Seneca was a Stoic, which is a quietist philosophy (a bit like Buddhism) which holds that man's duty in life is to accept his fate and do the things he's supposed to and slowly perfect himself. I think it was Bertrand Russell who paraphrased Stoicism as saying, "Since it's impossible to be happy, you might as well be good." Stoicism seems like it was fairly popular amongst powerful Romans. A few years ago, I read Marcus Aurelius' Meditations. This a work of Stoic philosophy that was written by a powerful and beloved Roman Emperor. And I remember thinking, "Wow, this guy's outlook on life was very cold and grim. If the Emperor of Rome couldn't be happy, then what hope do the rest of us have?"
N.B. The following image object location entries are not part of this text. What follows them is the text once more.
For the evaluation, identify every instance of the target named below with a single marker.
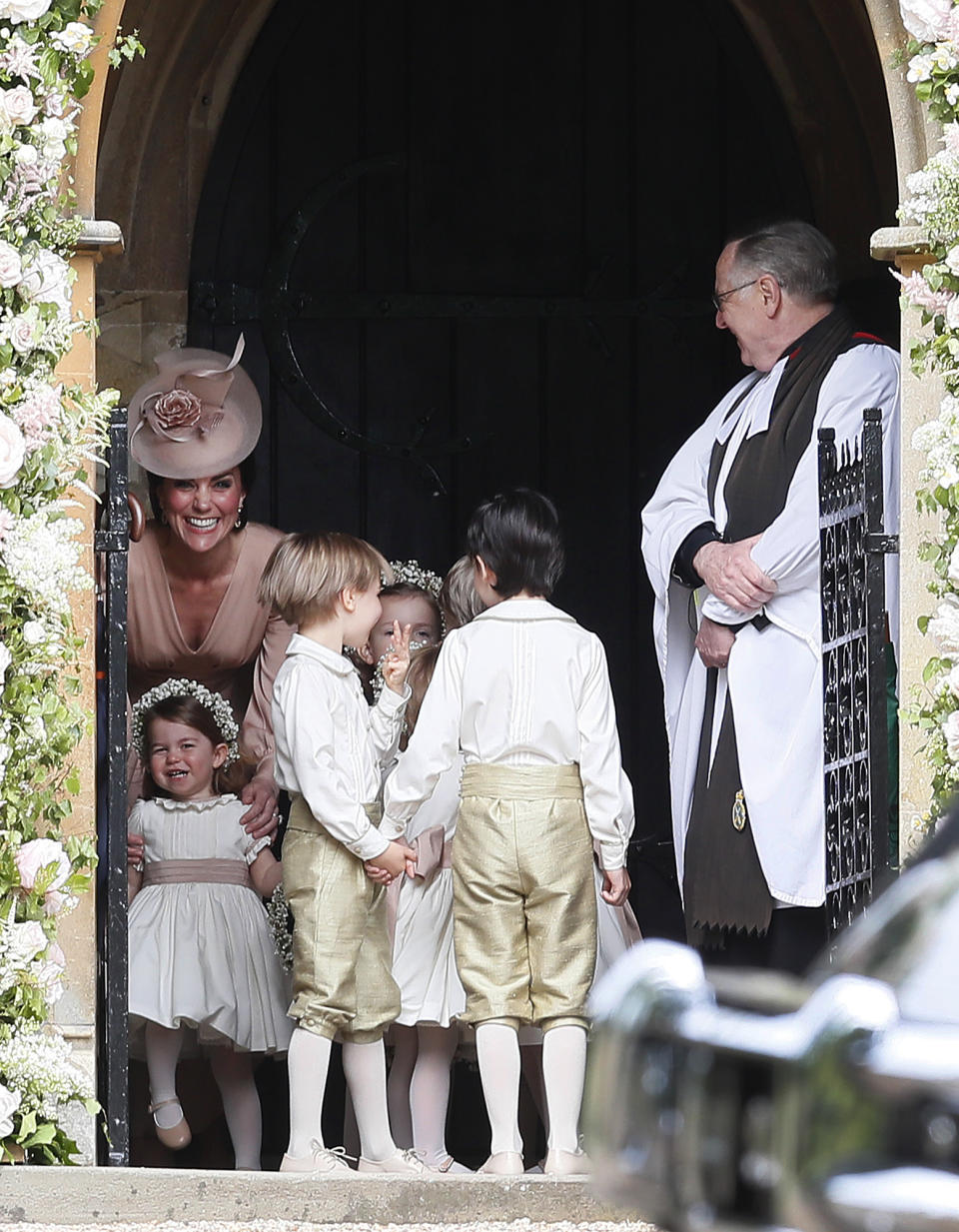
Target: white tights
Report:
(430, 1089)
(366, 1076)
(564, 1064)
(234, 1074)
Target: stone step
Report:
(78, 1196)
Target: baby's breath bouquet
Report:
(933, 205)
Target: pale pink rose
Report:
(12, 448)
(11, 269)
(16, 106)
(176, 409)
(920, 294)
(40, 411)
(22, 333)
(40, 854)
(927, 20)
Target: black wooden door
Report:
(472, 245)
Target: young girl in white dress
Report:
(201, 950)
(424, 966)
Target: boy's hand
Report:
(397, 659)
(615, 886)
(392, 861)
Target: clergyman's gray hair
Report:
(800, 259)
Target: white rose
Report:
(9, 1104)
(926, 20)
(26, 155)
(53, 138)
(950, 730)
(12, 448)
(74, 37)
(46, 280)
(944, 627)
(11, 270)
(40, 854)
(33, 632)
(26, 941)
(16, 106)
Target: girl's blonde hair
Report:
(459, 597)
(307, 573)
(423, 664)
(183, 708)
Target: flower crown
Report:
(213, 701)
(413, 575)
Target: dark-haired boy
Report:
(524, 691)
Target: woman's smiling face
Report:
(201, 513)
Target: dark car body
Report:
(756, 1101)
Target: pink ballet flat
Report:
(178, 1136)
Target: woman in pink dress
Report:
(192, 609)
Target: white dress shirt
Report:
(330, 744)
(520, 685)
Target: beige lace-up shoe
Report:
(322, 1161)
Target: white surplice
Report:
(774, 675)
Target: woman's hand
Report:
(615, 886)
(397, 659)
(261, 818)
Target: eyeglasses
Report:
(720, 296)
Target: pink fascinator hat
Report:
(200, 414)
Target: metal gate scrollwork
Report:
(852, 576)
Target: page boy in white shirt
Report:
(329, 749)
(524, 692)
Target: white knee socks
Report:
(564, 1066)
(163, 1046)
(497, 1051)
(234, 1074)
(308, 1062)
(430, 1090)
(365, 1066)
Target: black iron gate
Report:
(852, 573)
(111, 548)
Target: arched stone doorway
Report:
(798, 96)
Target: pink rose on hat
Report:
(37, 855)
(12, 448)
(176, 409)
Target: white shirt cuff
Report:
(392, 829)
(390, 699)
(371, 845)
(612, 855)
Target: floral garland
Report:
(215, 702)
(49, 434)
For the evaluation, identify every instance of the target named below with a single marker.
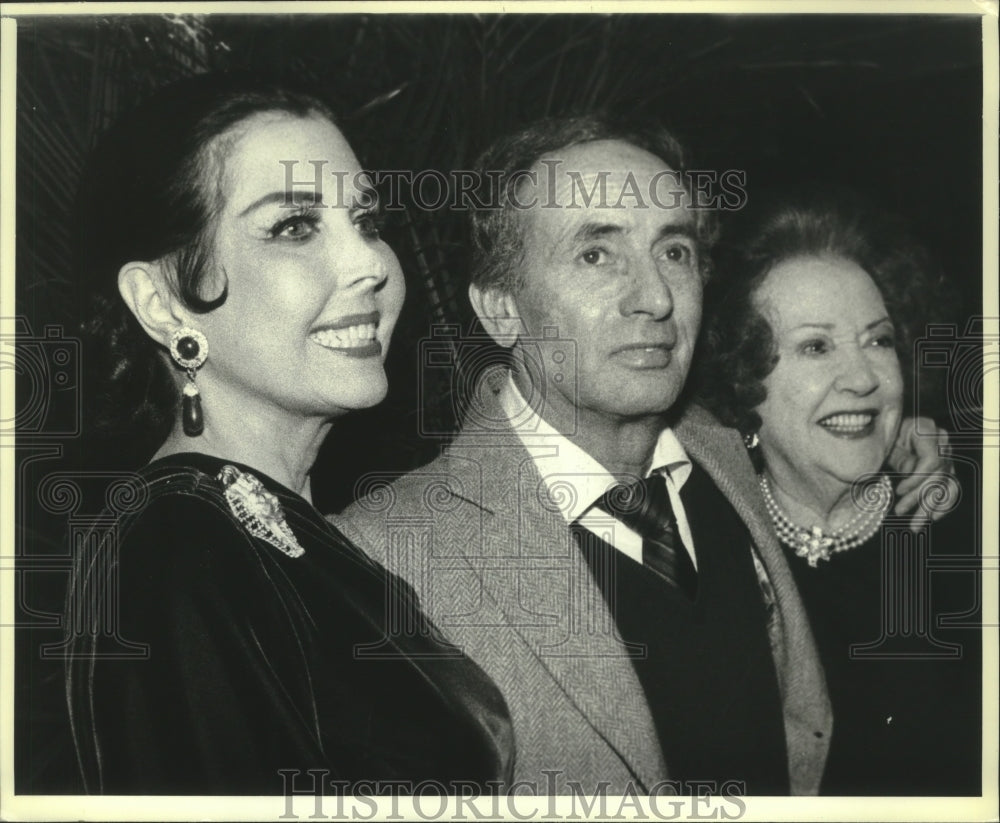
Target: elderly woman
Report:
(810, 327)
(222, 630)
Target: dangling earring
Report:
(189, 348)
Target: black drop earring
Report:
(189, 349)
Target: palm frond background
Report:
(890, 105)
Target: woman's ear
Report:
(498, 313)
(146, 291)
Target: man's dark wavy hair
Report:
(152, 191)
(496, 232)
(738, 349)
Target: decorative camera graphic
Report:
(968, 358)
(46, 381)
(472, 365)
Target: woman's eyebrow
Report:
(290, 199)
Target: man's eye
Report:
(593, 257)
(679, 253)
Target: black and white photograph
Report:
(517, 411)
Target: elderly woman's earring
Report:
(189, 349)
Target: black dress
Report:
(227, 660)
(905, 690)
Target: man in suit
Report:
(598, 545)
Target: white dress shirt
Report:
(575, 481)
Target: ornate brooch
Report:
(258, 510)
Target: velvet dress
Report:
(211, 661)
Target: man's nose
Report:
(649, 293)
(856, 373)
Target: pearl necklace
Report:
(814, 544)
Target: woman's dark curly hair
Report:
(151, 192)
(738, 347)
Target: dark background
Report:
(888, 104)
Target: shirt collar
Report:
(567, 467)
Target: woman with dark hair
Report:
(808, 346)
(221, 629)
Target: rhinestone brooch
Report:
(258, 510)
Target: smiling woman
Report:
(809, 334)
(259, 642)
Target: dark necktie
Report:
(645, 508)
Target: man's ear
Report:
(146, 291)
(498, 313)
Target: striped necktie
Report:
(645, 508)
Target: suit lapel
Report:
(808, 717)
(548, 596)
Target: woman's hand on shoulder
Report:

But I can see the appeal that Stoicism has for powerful people. I think that if you're very powerful and you're still not happy, then it's difficult to understand the point of life. And I think that's particularly true when life requires great things from you. Ancient Rome was fairly different from our own society in that there was a legitimate governing class. If you were from a certain slice of society, then it was your duty to go out there and be a general or a procurator or an aedile or priest or curator or do one of the dozens of other strange jobs that could only be filled by a member of the patrician class, so I think a philosophy that said, "Do things you don't want to do" was attractive, because it allowed you to feel okay about fulfilling your class identity / destiny.
I wonder what today's equivalent would be? What's the philosophy that underpins our own way of life? I suppose once upon a time, one might've said it was the Protestant work ethic, but I'm not so sure that still holds true.
As I write this, there's one thing that occurs to me, which is that I'm not sure that America has one ruling class, in the way that Rome did. I mean, the part of America that I am most familiar with is the bi-coastal power elite. They're largely liberal and educated at top tier private universities. They attend law school, medical school, and business school. And they tend to go into finance, the law, academia, and management consulting. And I think of those people as not being particularly Christian. They instead seem to have a more vague and positive spirituality: secular humanism or Buddhism or Unitarianism or some other shiny belief system.
But I don't know the sort of person who goes into politics or who joins the military or works for a large blue-chip corporation. And those people--at least judging by what I see on the television--do appear to have more traditional religious belief.
You should read Seneca’s own writings– he was very aware of the hypocritical life he was leading and it tormented him. It’s fascinating stuff.